If future outcomes mirror these early positive results, these trials could lead the FDA to reclassify psilocybin as medicine for cancer patients in the next three to five years, he says.
"It's not 10 years away; it's on the near horizon," Ross adds.
But while this therapy may be accessible in the near future, what many people with cancer do not have is time.
“It's not 10 years away; it's on the near horizon.”
Verbora emphasizes that many terminally ill patients have months, not years, to wait. He also notes that by Canadian law, terminally ill patients can request a consultation to see if you are approved to end your life with medicine through medical-assisted dying. (Physician-assistant suicide is legal in nine US states.)
"It seems really odd that we've legalized the ability to end your life for pain and suffering, but we won't let people access other therapies that are obviously far less invasive than ending one's life for pain and suffering," Verbora tells Inverse.
"There are hundreds, if not thousands, of patients that would immediately benefit."

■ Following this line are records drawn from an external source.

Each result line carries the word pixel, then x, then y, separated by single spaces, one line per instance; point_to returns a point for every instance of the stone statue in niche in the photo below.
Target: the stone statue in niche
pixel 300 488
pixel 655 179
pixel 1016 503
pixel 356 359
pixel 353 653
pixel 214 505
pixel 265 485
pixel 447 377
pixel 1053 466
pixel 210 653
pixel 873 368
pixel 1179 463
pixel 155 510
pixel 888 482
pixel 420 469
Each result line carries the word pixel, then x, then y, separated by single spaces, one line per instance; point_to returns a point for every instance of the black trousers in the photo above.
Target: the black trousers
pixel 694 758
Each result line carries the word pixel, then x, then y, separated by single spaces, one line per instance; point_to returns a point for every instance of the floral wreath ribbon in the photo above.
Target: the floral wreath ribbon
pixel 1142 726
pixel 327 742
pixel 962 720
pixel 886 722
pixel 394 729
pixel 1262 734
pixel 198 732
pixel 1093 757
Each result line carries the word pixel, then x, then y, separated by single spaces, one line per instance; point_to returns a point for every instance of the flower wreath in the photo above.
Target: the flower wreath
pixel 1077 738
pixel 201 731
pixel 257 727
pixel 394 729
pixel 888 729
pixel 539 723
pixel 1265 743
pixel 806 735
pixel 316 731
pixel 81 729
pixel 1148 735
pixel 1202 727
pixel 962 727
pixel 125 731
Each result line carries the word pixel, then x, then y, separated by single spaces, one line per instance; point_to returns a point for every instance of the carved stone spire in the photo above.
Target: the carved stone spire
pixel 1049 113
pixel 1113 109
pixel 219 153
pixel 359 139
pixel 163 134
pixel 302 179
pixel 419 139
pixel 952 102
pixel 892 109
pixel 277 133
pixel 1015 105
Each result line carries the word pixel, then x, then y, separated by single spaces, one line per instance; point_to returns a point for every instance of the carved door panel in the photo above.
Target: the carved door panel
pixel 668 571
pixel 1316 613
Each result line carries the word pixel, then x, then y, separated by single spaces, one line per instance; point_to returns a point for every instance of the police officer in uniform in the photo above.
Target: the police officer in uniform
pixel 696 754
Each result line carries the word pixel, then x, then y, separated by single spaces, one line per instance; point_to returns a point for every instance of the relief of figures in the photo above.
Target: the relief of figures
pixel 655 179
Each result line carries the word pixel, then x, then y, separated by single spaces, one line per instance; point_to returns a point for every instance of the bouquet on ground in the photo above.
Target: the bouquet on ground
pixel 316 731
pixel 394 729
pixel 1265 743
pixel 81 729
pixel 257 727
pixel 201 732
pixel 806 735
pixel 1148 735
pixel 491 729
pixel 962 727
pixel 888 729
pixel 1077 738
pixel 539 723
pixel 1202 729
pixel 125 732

Time is a recurring theme in the conversation surrounding terminal illness and psilocybin-assisted therapy. Johnson recalls a woman calling to ask if his lab offered psilocybin-assisted therapy. Her husband had stage four pancreatic cancer. In tears, she told Johnson that her husband didn’t have time to wait for clinical trials — he simply wouldn’t be around.
All Johnson could do was cite the FDA regulations, explain how clinical trials and funding work, and show empathy.
“You try to be as compassionate as possible and sometimes that can be really difficult to deal with,” Johnson says. “It’s tragic because you know what’s possible.”